Internet vendors in Kenya are locked in a fight for market share amid growing demand as the digital revolution gathers pace.
In the fresh clamour, Internet service providers (ISPs) are deploying a raft of strategies, including tweaking their pricing models to enhance the connectivity experience alongside a stream of other augmentations that align with evolving consumer preferences in a bid to tighten their market grip.
Last week, Liquid Intelligent Technologies announced that it has upgraded its 1,300-kilometre fibre optic cable that connects the Kenyan coast to the Ugandan border at Busia to establish better efficiency and reliable links.
“The improved connectivity provided by this route, complementing our existing routes to the Uganda border, will support critical business sectors across the region, providing reliable, high capacity networks essential for digital transformation and economic development,” said the firm’s East and West Africa chief executive Adil El Youssefi.
Just a day before the communiqué, the Kenya Pipeline Company (KPC) had disclosed that it is in the middle of developing a diversified pricing model for its newly launched fibre-optic business in a move that’s aimed at enticing smaller off-takers who have been largely excluded from the critical infrastructure.
Lower rates
In the new model, tier two and tier three ISPs—which are smaller off-takers serving sub-national and local regions—will pay lower rates for access to the Internet fibre optic cable compared to tier one providers, including big players like Safaricom and Airtel.
In the grand scheme of things, the model is poised to encourage more uptake of the Internet services by smaller providers, especially the tier three ISPs, which have generally shied away from the offering since it was first unveiled in April 2022.
“What we are working on in the background but we cannot yet articulate in detail is a diversified payment model for the different categories of clients,” said KPC general manager for strategy and compliance Zilper Abong’o.

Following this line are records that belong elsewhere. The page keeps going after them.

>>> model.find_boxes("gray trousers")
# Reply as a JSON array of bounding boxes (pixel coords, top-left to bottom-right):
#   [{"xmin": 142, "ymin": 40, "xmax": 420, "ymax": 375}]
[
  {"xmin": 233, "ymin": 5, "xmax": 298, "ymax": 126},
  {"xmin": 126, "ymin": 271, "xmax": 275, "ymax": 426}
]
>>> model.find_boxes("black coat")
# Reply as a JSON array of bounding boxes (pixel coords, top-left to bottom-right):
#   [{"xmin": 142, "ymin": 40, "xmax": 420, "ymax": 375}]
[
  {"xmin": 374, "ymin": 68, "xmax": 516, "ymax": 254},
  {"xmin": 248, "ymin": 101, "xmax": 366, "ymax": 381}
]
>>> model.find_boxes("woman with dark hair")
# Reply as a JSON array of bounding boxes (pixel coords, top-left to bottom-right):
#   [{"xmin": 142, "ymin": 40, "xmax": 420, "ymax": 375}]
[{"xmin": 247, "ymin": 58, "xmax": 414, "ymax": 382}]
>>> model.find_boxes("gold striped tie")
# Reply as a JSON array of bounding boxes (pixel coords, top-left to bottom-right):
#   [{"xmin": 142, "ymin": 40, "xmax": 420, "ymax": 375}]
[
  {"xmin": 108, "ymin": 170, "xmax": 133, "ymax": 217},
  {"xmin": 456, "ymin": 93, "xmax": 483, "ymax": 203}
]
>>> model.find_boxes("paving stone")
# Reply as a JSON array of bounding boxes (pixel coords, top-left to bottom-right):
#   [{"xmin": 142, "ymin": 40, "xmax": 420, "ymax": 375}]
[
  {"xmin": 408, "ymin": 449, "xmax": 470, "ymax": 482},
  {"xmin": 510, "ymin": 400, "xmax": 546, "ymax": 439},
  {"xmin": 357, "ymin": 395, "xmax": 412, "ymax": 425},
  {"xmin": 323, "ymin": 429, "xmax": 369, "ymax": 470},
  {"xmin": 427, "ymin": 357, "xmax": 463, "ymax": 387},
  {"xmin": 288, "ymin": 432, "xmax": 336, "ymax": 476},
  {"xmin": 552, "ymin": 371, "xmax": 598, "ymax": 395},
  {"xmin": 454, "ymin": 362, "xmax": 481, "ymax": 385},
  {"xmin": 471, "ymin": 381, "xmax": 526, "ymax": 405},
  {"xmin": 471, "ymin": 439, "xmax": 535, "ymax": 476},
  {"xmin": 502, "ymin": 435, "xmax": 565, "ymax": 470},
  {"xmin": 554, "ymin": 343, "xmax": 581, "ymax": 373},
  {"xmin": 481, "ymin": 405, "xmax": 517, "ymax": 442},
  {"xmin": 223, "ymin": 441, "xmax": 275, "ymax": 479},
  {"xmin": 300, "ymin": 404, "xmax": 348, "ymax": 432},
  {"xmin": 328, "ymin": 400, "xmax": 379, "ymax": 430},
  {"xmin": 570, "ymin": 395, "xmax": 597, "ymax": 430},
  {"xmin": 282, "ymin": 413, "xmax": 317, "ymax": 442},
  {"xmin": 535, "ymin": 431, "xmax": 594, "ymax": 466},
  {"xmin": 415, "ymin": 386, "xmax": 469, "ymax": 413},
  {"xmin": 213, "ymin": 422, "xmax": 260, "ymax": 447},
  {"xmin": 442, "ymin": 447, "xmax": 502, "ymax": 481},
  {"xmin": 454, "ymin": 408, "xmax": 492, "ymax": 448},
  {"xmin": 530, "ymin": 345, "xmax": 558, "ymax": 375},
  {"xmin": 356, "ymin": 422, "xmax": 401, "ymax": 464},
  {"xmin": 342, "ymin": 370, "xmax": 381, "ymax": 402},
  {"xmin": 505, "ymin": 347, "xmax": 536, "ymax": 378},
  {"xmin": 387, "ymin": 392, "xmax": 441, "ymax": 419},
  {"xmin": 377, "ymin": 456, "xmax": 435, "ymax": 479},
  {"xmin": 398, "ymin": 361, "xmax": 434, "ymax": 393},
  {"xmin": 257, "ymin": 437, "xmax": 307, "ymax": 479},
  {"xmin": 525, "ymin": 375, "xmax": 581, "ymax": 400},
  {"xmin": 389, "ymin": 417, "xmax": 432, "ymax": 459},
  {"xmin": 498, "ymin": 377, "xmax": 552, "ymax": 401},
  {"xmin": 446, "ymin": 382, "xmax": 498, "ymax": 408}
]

Syokinet, which became the first tier three provider to be onboarded into the KPC network, sees the development as one that will trickle in beneficial impact down to the consumer, with managing director Ian Kasyoki noting that it will mark a turnaround in the delivery of Internet to local customers.
“The diversity that we will bring into the market is what is going to challenge the current pricing for internet services, and also the delivery of internet services,” he said.
Satellite Internet
The crowding of the market has further been compounded by the emergence of satellite Internet service suppliers, especially following the entry of Elon Musk’s Starlink provision in July last year.
As a testament to its market disruption force, Kenya’s telco giant Safaricom wrote to the Communications Authority of Keya (CA) seeking a review of the policy to grant licences to independent satellite Internet providers in what was widely viewed as an attempt at taking on the multinational.
In its petition, the market leader argued that indiscriminate permit approvals to such firms could give rise to illegal connections as well as harmful interference to mobile networks.
The latest data from the industry regulator shows that Safaricom dominates the fixed Internet market with a 37.4 percent market share as of March, with the closest rival, Jamii Telecommunications Limited, trailing at a distant 22.6 percent.
During the first three months of the year, total fixed Internet subscriptions grew 4.9 percent to 1.4 million, up from 1.3 million as of last December, with CA figures indicating that the international Internet bandwidth in the country increased 20 percent to 20,744.34 gigabytes per second (Gbps) during the period.
“This is attributed to the upgrade of the capacity during the reference period. The total utilised undersea bandwidth capacity grew by 1.5 percent to 11,155.154 Gbps, out of which 8,201.334 Gbps were used in the country and 2,953.820 Gbps were sold outside the country,” said CA in its latest sector statistics report.